Boston — It really is important for every school child in the US to go to school with children from different cultural, racial, academic, and socio-economic backgrounds.
There are a few school districts in the US which are racially or culturally isolated -- the Blackfoot Reservation in Montana, for example. And there are a few school districts which now incorporate in each school a good mix of children from many different backgrounds.
But the majority of districts do not now offer their pupils an oppurtunity to go to school with children of different cultural backgrounds. And many think such a goal to be "impossible," or close to impossible given housing patterns and present school district zones.
To reach the goal of multicultural schools, suburbs would need to merge their populations with those of portions of inner cities. And city school districts would have to be broken up into new districts; into districts which cross racial , cultural, and socio-economic lines.
Such radical and emotion-laden changes are not easy to make, but communities which do not make some effort to place children in school with children from other cultural backgrounds are short-changing all the pupils. Are restricting those in the local majority racial group as well as those in the minority.

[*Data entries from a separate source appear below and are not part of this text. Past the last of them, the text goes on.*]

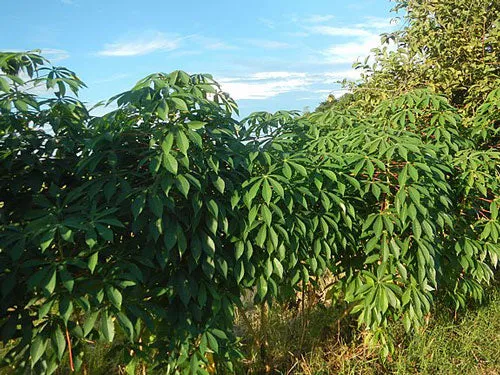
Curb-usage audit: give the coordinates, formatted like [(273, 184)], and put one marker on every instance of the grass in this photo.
[(322, 341), (313, 344)]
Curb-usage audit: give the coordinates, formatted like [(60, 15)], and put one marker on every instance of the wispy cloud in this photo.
[(267, 44), (55, 54), (377, 23), (344, 53), (267, 22), (318, 18), (339, 31), (265, 85), (212, 44), (111, 78), (142, 45)]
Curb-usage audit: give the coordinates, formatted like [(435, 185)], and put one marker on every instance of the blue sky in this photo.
[(268, 55)]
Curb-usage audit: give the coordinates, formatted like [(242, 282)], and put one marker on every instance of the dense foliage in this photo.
[(155, 218)]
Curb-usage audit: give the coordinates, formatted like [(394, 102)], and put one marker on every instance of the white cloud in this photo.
[(54, 55), (142, 45), (318, 18), (213, 44), (262, 90), (344, 53), (339, 31), (265, 85), (378, 23), (267, 22), (267, 44)]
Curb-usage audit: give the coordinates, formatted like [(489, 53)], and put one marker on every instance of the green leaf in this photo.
[(266, 191), (38, 346), (107, 326), (182, 142), (182, 185), (138, 205), (155, 205), (220, 185), (278, 268), (261, 287), (170, 163), (65, 308), (50, 283), (114, 296), (195, 125), (89, 322), (92, 261), (60, 342)]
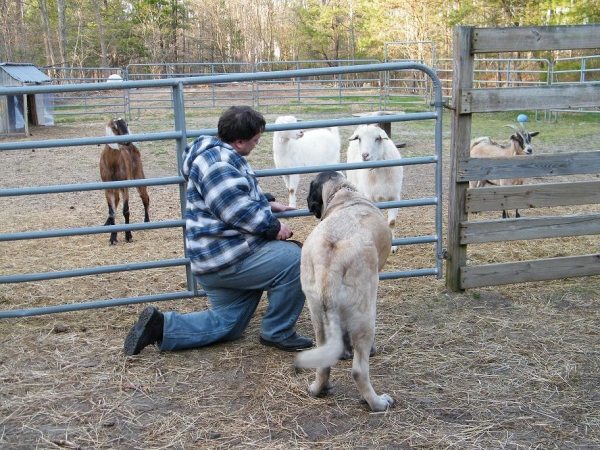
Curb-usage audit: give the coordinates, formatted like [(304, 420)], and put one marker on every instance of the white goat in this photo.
[(371, 143), (301, 148), (484, 147)]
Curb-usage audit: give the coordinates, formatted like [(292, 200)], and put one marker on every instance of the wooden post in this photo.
[(462, 79)]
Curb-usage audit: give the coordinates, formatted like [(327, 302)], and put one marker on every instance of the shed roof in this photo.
[(25, 73)]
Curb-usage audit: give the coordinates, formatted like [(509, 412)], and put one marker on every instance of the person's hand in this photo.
[(285, 232), (279, 207)]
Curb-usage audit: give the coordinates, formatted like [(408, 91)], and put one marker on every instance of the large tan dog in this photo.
[(341, 260)]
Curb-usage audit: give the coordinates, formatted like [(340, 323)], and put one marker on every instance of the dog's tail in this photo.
[(330, 352)]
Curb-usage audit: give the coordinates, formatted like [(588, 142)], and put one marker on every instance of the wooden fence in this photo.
[(466, 101)]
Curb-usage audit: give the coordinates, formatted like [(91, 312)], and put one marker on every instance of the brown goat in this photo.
[(121, 162), (484, 147)]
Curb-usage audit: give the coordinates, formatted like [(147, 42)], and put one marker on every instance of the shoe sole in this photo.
[(132, 339), (285, 349)]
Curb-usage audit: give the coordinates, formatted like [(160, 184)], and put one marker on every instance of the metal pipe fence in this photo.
[(179, 136)]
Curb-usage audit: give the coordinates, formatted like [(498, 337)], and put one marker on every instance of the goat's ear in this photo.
[(315, 199)]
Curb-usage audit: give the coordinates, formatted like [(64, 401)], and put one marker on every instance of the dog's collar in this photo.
[(333, 194)]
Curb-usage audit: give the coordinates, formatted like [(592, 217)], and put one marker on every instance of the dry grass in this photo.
[(511, 367)]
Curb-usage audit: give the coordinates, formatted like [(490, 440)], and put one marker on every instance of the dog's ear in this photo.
[(315, 198)]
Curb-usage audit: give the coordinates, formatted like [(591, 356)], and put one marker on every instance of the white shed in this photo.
[(17, 112)]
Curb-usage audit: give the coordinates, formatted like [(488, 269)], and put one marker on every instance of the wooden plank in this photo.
[(526, 271), (529, 228), (497, 198), (472, 169), (564, 96), (462, 79), (520, 39)]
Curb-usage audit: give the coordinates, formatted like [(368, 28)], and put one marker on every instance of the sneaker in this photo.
[(148, 330), (293, 343)]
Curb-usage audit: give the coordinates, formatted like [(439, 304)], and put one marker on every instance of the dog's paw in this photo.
[(381, 403), (320, 391)]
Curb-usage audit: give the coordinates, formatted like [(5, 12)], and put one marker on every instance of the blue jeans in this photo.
[(234, 294)]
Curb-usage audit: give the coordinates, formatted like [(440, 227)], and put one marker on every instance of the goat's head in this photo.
[(117, 127), (522, 139)]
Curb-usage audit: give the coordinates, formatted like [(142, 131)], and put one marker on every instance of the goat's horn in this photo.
[(513, 127)]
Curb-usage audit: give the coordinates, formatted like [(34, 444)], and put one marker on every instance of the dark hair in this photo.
[(240, 122)]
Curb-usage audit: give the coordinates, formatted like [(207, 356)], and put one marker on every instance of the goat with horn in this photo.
[(520, 144)]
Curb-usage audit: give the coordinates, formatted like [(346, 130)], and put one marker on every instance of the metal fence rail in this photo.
[(180, 135), (376, 90)]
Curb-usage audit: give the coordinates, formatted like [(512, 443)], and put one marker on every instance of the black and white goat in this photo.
[(121, 162), (520, 144)]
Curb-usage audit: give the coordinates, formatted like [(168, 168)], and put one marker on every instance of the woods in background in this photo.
[(115, 33)]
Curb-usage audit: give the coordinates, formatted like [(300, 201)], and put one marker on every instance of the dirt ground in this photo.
[(513, 367)]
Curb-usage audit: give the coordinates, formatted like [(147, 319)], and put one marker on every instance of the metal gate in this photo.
[(180, 136)]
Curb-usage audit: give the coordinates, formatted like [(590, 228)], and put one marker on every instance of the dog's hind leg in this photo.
[(321, 386), (360, 374)]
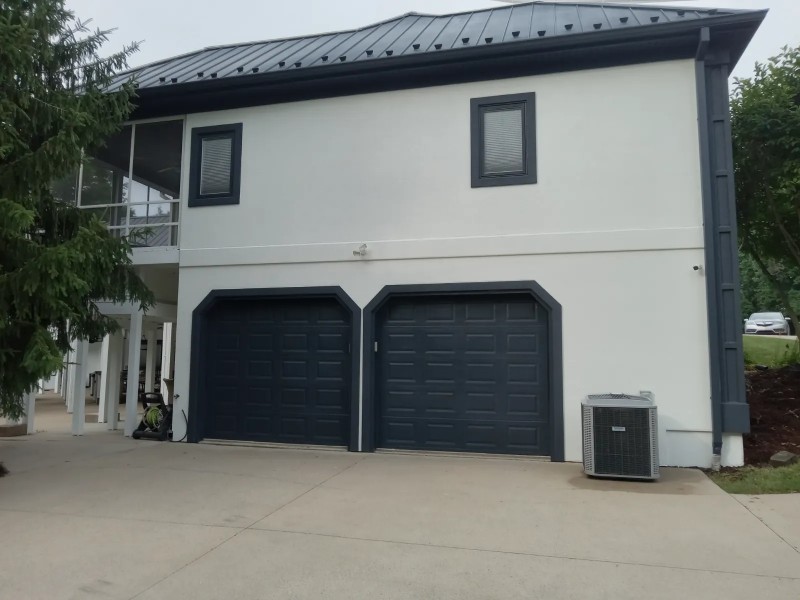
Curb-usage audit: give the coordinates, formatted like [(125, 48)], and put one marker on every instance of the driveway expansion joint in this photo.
[(531, 554)]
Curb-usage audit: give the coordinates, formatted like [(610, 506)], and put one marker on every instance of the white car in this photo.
[(767, 324)]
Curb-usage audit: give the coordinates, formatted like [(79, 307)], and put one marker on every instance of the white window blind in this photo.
[(215, 166), (503, 146)]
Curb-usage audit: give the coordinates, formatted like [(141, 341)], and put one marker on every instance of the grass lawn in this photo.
[(759, 480), (770, 351)]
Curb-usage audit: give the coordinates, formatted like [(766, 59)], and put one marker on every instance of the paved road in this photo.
[(103, 516)]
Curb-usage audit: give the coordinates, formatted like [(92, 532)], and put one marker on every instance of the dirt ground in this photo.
[(774, 397)]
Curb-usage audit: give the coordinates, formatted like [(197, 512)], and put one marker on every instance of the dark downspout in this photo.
[(729, 410), (710, 243)]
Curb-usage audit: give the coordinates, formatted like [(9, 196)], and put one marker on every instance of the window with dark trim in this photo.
[(503, 140), (216, 163)]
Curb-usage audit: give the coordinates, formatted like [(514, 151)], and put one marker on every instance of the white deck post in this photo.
[(132, 393), (79, 387), (150, 361), (101, 392), (111, 383), (166, 359), (69, 396), (30, 411)]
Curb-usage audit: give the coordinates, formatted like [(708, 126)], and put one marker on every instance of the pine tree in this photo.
[(56, 261)]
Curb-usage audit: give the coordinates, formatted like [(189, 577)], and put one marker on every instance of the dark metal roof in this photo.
[(396, 40)]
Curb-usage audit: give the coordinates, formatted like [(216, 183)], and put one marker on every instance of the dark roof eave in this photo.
[(745, 24)]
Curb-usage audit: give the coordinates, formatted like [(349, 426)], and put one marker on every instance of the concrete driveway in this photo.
[(103, 516)]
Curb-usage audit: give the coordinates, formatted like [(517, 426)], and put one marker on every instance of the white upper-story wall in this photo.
[(617, 151)]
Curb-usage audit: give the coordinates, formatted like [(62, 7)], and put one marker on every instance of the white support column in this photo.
[(30, 411), (150, 361), (101, 391), (132, 393), (111, 384), (69, 397), (79, 387), (166, 359)]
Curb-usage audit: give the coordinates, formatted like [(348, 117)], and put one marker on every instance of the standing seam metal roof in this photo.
[(409, 34)]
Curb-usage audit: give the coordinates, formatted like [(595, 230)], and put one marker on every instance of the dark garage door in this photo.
[(278, 370), (463, 373)]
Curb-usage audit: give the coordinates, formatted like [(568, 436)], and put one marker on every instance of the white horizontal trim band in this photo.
[(637, 240)]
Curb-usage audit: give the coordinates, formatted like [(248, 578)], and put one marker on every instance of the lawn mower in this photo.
[(156, 423)]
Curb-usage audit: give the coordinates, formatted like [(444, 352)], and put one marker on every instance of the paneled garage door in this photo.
[(463, 373), (278, 370)]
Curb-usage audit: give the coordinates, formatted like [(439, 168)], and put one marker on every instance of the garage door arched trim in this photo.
[(200, 336), (555, 363)]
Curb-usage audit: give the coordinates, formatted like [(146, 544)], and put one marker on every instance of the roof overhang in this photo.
[(729, 36)]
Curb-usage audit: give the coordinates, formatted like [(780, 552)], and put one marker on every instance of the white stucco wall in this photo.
[(611, 230)]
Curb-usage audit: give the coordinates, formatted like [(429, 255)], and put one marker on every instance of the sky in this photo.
[(167, 28)]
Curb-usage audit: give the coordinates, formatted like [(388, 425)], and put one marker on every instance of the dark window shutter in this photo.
[(215, 166), (503, 141)]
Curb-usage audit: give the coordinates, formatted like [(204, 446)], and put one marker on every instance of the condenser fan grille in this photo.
[(622, 441), (620, 436)]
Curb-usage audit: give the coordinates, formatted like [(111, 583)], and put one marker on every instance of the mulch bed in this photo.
[(774, 397)]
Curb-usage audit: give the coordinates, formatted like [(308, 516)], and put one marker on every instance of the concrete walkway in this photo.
[(103, 516)]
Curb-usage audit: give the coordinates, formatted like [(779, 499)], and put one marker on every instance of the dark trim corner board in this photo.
[(200, 336), (531, 288)]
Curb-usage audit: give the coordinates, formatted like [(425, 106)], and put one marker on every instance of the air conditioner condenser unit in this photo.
[(620, 436)]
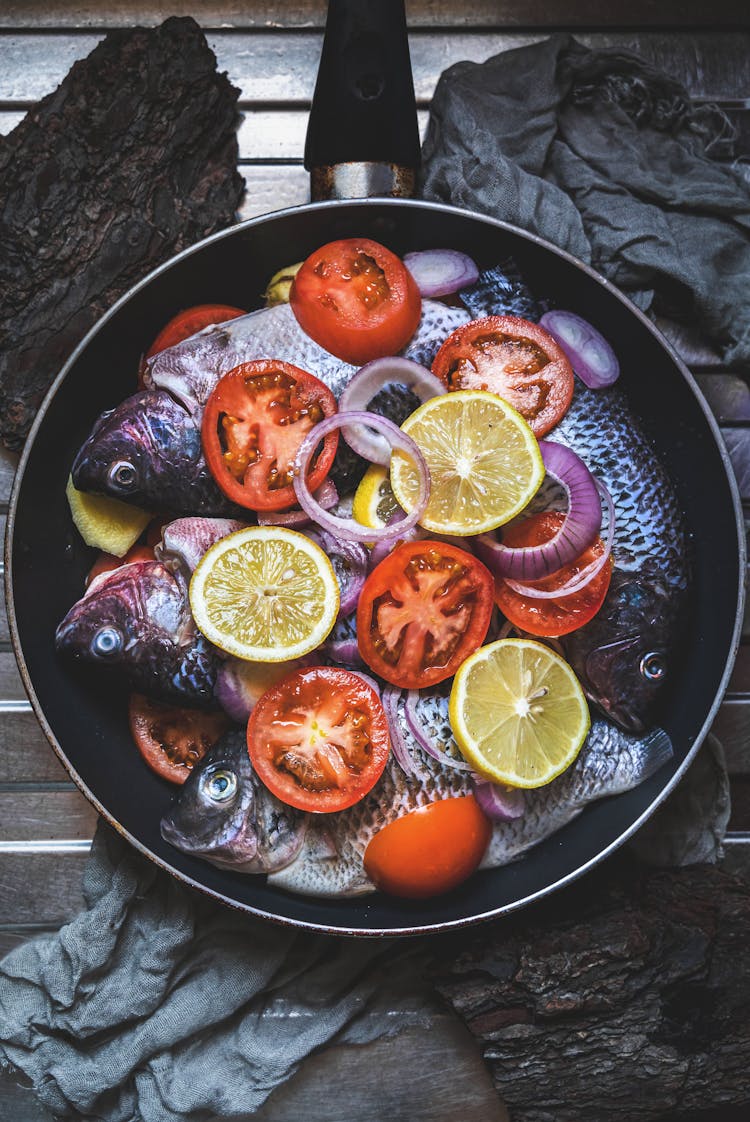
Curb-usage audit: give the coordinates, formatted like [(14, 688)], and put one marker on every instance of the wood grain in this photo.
[(281, 66), (446, 14)]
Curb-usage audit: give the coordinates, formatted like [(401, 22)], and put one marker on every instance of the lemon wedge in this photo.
[(484, 462), (106, 523), (518, 713), (265, 594), (373, 500)]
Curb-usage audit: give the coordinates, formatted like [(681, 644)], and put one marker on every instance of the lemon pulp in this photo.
[(518, 713), (265, 594), (484, 462)]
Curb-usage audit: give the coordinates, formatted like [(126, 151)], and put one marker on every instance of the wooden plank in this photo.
[(40, 886), (44, 816), (25, 754), (290, 14), (281, 66)]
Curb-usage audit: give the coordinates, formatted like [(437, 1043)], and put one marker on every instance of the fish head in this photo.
[(146, 451), (227, 816), (136, 621), (623, 656)]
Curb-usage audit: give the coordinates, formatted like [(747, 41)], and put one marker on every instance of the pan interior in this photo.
[(87, 718)]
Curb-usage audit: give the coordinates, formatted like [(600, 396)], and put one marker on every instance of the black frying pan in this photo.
[(46, 561)]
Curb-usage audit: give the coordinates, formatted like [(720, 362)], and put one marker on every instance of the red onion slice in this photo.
[(327, 495), (363, 388), (586, 575), (591, 356), (349, 560), (500, 803), (424, 742), (347, 527), (581, 527), (441, 272), (390, 699)]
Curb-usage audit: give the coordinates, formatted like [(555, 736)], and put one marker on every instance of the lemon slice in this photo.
[(518, 713), (484, 462), (106, 523), (374, 502), (265, 594)]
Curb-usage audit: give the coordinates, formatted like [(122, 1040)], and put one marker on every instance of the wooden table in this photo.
[(271, 52)]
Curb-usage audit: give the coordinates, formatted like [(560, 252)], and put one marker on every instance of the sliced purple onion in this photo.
[(586, 575), (424, 742), (441, 272), (326, 495), (349, 561), (363, 388), (579, 529), (500, 803), (591, 356), (348, 529), (390, 699)]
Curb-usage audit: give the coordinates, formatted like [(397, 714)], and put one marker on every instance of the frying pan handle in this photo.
[(363, 137)]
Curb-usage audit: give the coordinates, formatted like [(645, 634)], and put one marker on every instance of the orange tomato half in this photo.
[(430, 849)]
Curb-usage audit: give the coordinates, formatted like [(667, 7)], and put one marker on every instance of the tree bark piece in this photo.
[(625, 999), (133, 158)]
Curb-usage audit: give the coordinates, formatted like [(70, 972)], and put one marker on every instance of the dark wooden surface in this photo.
[(271, 52)]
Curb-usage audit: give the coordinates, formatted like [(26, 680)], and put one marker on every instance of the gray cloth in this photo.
[(157, 1004), (604, 156)]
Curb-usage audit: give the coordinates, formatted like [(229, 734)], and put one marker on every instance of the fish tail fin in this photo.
[(657, 752)]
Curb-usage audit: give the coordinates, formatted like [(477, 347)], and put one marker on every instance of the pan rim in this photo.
[(261, 912)]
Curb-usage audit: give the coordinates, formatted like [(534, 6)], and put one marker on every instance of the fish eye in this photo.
[(218, 784), (107, 641), (122, 474), (654, 667)]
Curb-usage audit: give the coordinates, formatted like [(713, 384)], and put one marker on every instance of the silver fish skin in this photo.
[(330, 862), (627, 654), (136, 622), (225, 815), (148, 450)]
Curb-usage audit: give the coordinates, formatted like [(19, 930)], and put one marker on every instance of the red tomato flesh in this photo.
[(513, 358), (172, 739), (430, 849), (254, 423), (357, 300), (319, 738), (552, 618), (189, 322), (423, 609)]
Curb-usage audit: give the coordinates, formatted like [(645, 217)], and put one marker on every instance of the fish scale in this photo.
[(649, 523)]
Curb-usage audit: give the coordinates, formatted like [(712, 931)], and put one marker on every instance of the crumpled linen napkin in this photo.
[(157, 1004), (604, 156)]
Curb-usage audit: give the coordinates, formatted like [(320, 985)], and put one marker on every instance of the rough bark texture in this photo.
[(133, 158), (628, 1000)]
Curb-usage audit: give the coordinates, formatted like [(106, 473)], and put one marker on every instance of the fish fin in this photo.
[(657, 752)]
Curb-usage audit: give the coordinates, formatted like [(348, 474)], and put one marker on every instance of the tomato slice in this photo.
[(513, 358), (107, 562), (191, 320), (254, 423), (552, 617), (423, 609), (357, 300), (319, 738), (430, 849), (171, 739)]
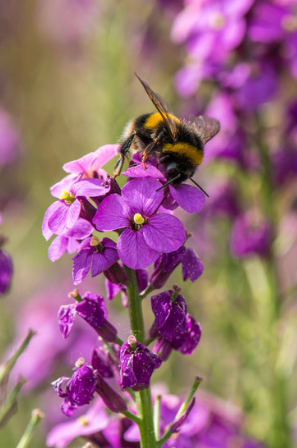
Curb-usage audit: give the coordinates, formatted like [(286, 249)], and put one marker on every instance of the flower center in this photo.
[(95, 242), (289, 23), (139, 220), (68, 197), (83, 420)]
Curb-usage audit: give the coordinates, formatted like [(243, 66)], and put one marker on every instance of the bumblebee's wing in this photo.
[(162, 108), (207, 127)]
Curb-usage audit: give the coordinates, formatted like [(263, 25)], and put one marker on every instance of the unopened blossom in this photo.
[(79, 389), (170, 311), (95, 255), (137, 364), (6, 270), (92, 309), (145, 234)]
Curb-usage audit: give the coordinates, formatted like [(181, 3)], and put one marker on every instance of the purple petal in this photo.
[(103, 261), (188, 197), (133, 250), (141, 195), (73, 214), (112, 214), (81, 265), (66, 317), (164, 233), (192, 266), (64, 184), (58, 221), (46, 231), (140, 171), (90, 188), (57, 248)]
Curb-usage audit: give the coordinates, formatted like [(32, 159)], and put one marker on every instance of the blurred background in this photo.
[(67, 86)]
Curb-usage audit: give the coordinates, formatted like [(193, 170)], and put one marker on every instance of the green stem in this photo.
[(143, 398)]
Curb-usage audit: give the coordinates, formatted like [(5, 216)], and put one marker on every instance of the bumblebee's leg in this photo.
[(151, 147), (123, 153)]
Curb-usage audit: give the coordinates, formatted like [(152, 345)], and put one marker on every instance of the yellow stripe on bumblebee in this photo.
[(185, 149), (153, 120)]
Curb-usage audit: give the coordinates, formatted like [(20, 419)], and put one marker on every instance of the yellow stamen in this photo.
[(83, 420), (94, 241), (68, 197), (138, 219)]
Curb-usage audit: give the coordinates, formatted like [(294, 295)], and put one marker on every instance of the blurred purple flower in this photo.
[(146, 233), (101, 255), (250, 235), (137, 364), (95, 420), (90, 165), (10, 144), (6, 271)]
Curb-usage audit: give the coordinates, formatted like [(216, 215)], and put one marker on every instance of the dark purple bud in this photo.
[(116, 274), (187, 341), (87, 210), (163, 348), (6, 271), (170, 310), (192, 266), (101, 363), (175, 427), (113, 400), (79, 390), (92, 310), (66, 316), (165, 265), (137, 364)]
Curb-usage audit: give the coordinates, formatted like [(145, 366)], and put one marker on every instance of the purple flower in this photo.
[(95, 420), (100, 255), (92, 309), (6, 271), (63, 214), (69, 241), (170, 311), (146, 233), (79, 390), (137, 364), (90, 165), (250, 235)]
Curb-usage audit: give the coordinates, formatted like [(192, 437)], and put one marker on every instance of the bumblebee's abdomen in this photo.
[(190, 152), (154, 120)]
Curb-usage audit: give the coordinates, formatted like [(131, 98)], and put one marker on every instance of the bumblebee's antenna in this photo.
[(169, 182), (197, 185)]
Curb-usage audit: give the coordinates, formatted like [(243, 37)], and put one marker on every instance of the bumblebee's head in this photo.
[(176, 173)]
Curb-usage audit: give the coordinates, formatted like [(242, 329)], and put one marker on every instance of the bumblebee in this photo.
[(177, 144)]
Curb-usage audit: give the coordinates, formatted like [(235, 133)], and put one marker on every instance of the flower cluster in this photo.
[(146, 233), (246, 52)]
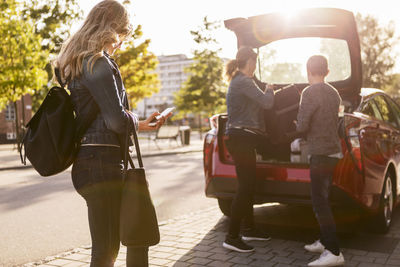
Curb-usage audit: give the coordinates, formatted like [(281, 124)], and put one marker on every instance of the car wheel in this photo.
[(386, 206), (225, 206)]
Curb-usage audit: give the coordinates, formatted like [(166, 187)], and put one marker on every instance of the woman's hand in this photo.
[(144, 125)]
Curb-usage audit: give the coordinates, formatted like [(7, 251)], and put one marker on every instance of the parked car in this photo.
[(368, 173)]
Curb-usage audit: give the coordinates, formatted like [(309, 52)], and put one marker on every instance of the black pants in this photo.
[(97, 176), (321, 172), (242, 148)]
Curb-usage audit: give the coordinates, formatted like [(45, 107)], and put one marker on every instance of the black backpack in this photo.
[(51, 141)]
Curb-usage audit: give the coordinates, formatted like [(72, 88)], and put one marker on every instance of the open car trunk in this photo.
[(259, 31)]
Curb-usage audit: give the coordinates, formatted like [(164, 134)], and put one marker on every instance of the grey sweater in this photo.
[(246, 102), (318, 118)]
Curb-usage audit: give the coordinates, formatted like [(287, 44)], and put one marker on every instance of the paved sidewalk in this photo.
[(10, 158), (195, 240)]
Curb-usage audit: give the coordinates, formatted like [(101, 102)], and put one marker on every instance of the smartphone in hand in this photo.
[(162, 114)]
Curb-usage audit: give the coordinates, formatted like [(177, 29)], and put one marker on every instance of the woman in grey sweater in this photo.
[(245, 102)]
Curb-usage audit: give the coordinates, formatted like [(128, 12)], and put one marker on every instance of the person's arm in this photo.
[(260, 84), (102, 86), (306, 110), (251, 90)]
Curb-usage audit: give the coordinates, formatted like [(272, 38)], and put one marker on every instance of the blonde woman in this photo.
[(95, 83)]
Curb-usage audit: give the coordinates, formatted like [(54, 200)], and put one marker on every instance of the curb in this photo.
[(143, 156)]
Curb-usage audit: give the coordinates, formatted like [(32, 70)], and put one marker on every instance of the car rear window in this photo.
[(284, 61)]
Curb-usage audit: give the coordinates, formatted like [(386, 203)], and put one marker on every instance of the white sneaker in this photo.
[(328, 259), (315, 247)]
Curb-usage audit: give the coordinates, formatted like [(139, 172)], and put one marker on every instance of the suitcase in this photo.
[(279, 120)]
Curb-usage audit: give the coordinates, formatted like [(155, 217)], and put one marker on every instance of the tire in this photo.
[(385, 214), (225, 206)]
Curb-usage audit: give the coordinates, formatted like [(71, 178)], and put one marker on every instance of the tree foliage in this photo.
[(137, 65), (377, 51), (21, 57), (204, 91)]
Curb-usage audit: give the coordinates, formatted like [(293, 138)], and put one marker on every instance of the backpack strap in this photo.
[(58, 76)]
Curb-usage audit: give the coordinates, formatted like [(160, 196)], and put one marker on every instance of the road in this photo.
[(40, 217)]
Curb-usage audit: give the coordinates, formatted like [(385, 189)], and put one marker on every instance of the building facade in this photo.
[(8, 134), (171, 74)]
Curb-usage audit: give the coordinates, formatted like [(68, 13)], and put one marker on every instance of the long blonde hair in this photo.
[(242, 56), (107, 21)]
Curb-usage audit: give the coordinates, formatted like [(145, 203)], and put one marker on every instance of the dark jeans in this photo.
[(97, 176), (321, 172), (242, 148)]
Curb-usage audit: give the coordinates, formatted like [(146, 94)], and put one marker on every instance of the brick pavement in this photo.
[(195, 240)]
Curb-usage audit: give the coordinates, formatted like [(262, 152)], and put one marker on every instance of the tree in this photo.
[(52, 21), (204, 91), (21, 57), (137, 67), (377, 51)]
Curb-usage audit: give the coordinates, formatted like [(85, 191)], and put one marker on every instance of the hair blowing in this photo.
[(242, 56), (105, 22)]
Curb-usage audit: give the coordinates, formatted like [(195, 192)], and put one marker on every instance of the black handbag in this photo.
[(138, 219)]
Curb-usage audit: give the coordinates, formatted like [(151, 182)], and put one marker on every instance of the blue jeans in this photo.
[(97, 176), (321, 172)]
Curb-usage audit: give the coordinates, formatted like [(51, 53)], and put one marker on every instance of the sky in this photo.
[(168, 22)]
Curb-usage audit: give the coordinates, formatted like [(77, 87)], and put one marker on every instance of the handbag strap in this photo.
[(127, 156)]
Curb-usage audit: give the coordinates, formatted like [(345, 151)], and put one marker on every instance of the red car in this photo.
[(368, 173)]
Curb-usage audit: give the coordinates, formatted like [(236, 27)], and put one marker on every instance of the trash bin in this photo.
[(185, 135)]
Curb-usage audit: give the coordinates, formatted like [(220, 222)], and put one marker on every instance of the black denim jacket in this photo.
[(103, 87)]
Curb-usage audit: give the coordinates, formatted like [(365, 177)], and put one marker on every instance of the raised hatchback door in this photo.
[(334, 23)]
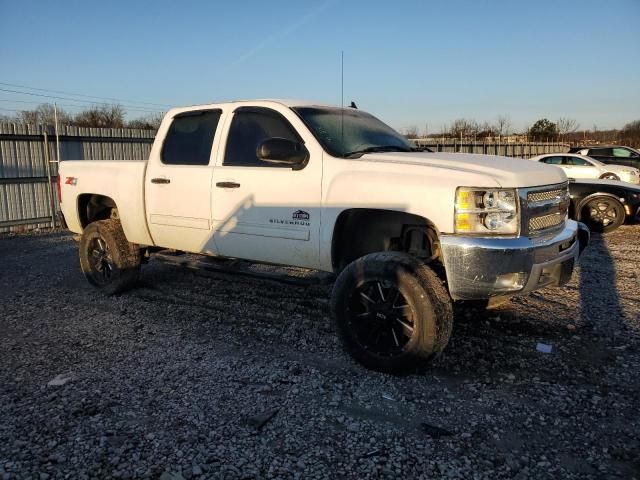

Because almost all the families living on the Blackfoot Reservation are native Americans, cultural diversity among the school enrollment may not be possible. There just aren't any nearby suburbs with which to form a metropolitan school district.
This forces such school districts to find imaginative ways of having their children mix with others through field trips, student exchanges, youth jamborees , summer camps, and so forth.
But there is almost no excuse for cultural isolation within 20 miles of a major US city.
We're a marvelously deverse nation -- multiracial, multicultural, truly pluralistic.
And we need to learn to get along with each other. What better way to start learning about each other than during those first 12 y ears of school?